There are more than a few reasons why graph search has matured into a hot enterprise IT item as we move into the new year 2017: It just works, and it’s fast and efficient to boot.
Graph search, an open-source database project built on all the networking people around the world do online every day, is the most far-reaching search IT to go mainstream since Google started storing up and ranking Websites 18 years ago. Basically, a graph search database anonymously uses all the contacts in all the networks in which you work to help you find information.
Anything you touch, any service you use and anything people in your networks touch eventually can help speed information back to you. It avoids anything non-relevant that would slow down the search.
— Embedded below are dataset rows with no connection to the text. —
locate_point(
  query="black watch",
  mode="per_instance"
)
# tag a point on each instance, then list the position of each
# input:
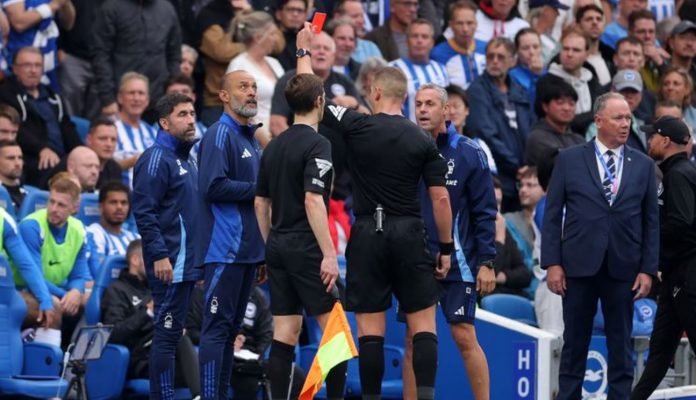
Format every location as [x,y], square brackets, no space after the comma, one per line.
[303,52]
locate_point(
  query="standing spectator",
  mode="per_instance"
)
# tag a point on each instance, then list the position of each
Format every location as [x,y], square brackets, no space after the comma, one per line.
[132,35]
[353,9]
[500,115]
[391,37]
[463,55]
[604,196]
[33,23]
[417,66]
[46,133]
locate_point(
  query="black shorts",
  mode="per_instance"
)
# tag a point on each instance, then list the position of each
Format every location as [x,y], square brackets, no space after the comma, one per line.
[396,260]
[293,261]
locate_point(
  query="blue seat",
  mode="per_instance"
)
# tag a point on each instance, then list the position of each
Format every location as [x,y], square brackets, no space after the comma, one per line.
[34,200]
[510,306]
[81,125]
[31,369]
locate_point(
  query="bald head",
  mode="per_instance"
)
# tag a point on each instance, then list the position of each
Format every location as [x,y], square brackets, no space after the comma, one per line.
[83,162]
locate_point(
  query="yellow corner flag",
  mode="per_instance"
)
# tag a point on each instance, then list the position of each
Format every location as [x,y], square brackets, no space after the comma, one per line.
[336,346]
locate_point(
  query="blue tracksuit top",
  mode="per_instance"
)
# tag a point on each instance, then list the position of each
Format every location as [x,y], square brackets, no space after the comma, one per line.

A graph database uses graph structures for semantic queries with nodes, edges and properties to represent and store data. Graph databases are used for storing, managing and querying complex and highly connected data. Moreover, the graph database architecture is particularly well-suited for exploring data to find commonalities and anomalies among large data volumes and unlocking the value contained in the data’s relationships.
Hugely popular cloud services such as Google, Yahoo, Bing, Twitter, Facebook, Pinterest, LinkedIn, Google+ and Web-based email all use graph search. Thus, they have not only improved the way people interconnect, socialize and do business, they also help improve our search for information on the Web, because they are massive holders of these connections.
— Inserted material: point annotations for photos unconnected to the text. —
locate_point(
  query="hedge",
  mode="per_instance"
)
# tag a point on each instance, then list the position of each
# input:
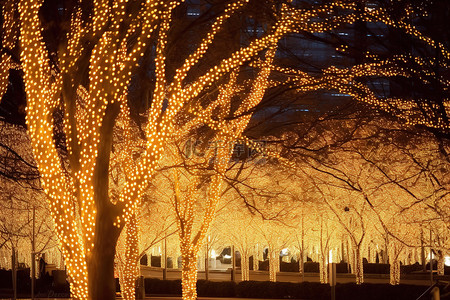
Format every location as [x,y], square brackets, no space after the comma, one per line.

How the Busiest Web Sites Enable Graph Search
Because computers and networks remember everything we do when we punch a keyboard, click on a Website or touch a virtual keyboard, those massive logs of data saved by networks are now leading us into a new world of search that is gradually moving more and more to graph search.
With the coming of the internet of things, you can bet that more and more enterprise IT managers are going to be looking for fast, inexpensive search mechanisms in order to keep track of all the new devices that will be coming onto the internet.
Here’s a typical use case: You might be looking for a particular type of restaurant in New York City–say Vietnamese. Using a graph search engine–let’s deploy the one now powering Facebook’s internal search–you enter a query (i.e., “Vietnamese restaurant in midtown Manhattan”); the graph search database then connects all the dots in your friends’ accounts and identifies whether they’ve talked about, photographed or reviewed Vietnamese restaurants in midtown Manhattan.
It then looks at previous queries about Vietnamese restaurants you have made yourself in the past, it looks at the local geographic area where you currently are, and then it delivers those search results to you in microseconds.
The result is that you get a much more relevant type of search via people with whom you are connected–not a list of Web pages based on keywords that may or may not satisfy your query.
Well-Known Use Case for Neo4J: Panama Papers
Here’s another use case, this one a bit more well known: The Panama Papers, an exposé of offshore tax haven activity of many members of the global elite–political and otherwise.
The ICIJ used Neo4j and Linkurious, a graph visualization library for Neo4j, to unearth the details of the Panama Papers, the reporting of which took several years. The final report, published in book form, was released in April 2016.
“Neo4j is a revolutionary discovery tool that’s transformed our investigative journalism process because relationships are all important in telling you where the criminality lies, who works with whom, and so on,” ICIJ Data and Research Unit editor Mar Cabra said. “Understanding relationships at huge scale is where graph techniques excel.”
The Papers consisted of 2.6TB of data that was obtained by German newspaper Süddeutsche Zeitung and shared with the ICIJ. There were more than 11.5 million documents in all; that’s certainly big data. The international project, which included more than 300 journalists, investigated the rogue financial services businesses that assisted public political figures in several countries who were hiding their (and often the public’s) money offshore.
The ICIJ needed an intuitive, easy-to-use solution that did not require the intervention of any data scientist or developers, so that journalists could work with the data regardless of their technical abilities. Thus, Neo4J became the perfect data management and storage tool, because it worked across clouds, languages and security requirements.
Graph DBs Continue to Gain Market Share
Graph databases are rapidly growing in usage, although most people still are not aware of them. From Websites adding social-network features to telecoms providing personalized customer services to bioinformatics research, organizations are adopting graph databases as an efficient way to model and query already-connected data. Most of the growth of the genre thus far has been the result of word-of-mouth among database admins and CTOs.
Facebook put graph search on the mainstream IT map in early 2013 when CEO Mark Zuckerberg announced it was going into early adopters’ accounts. Later that year it went into general availability on the site. Other companies have been rolling out their own versions of the database based on the open-source model. The world’s largest social network also launched Graph Search for its iOS application and for its Messenger app.
Although Facebook has made graph search widely known and freely available within its own environment, the social network did not invent the technology; it started as an open-source project in the late 1990s.
Neo Technology researchers in Sweden have pioneered graph databases–they’ve been working on them since 2000–and have been instrumental in bringing them to a growing number of enterprises worldwide. Among those are Global 2000 companies such as Cisco Systems, Accenture, Deutsche Telekom and Telenor.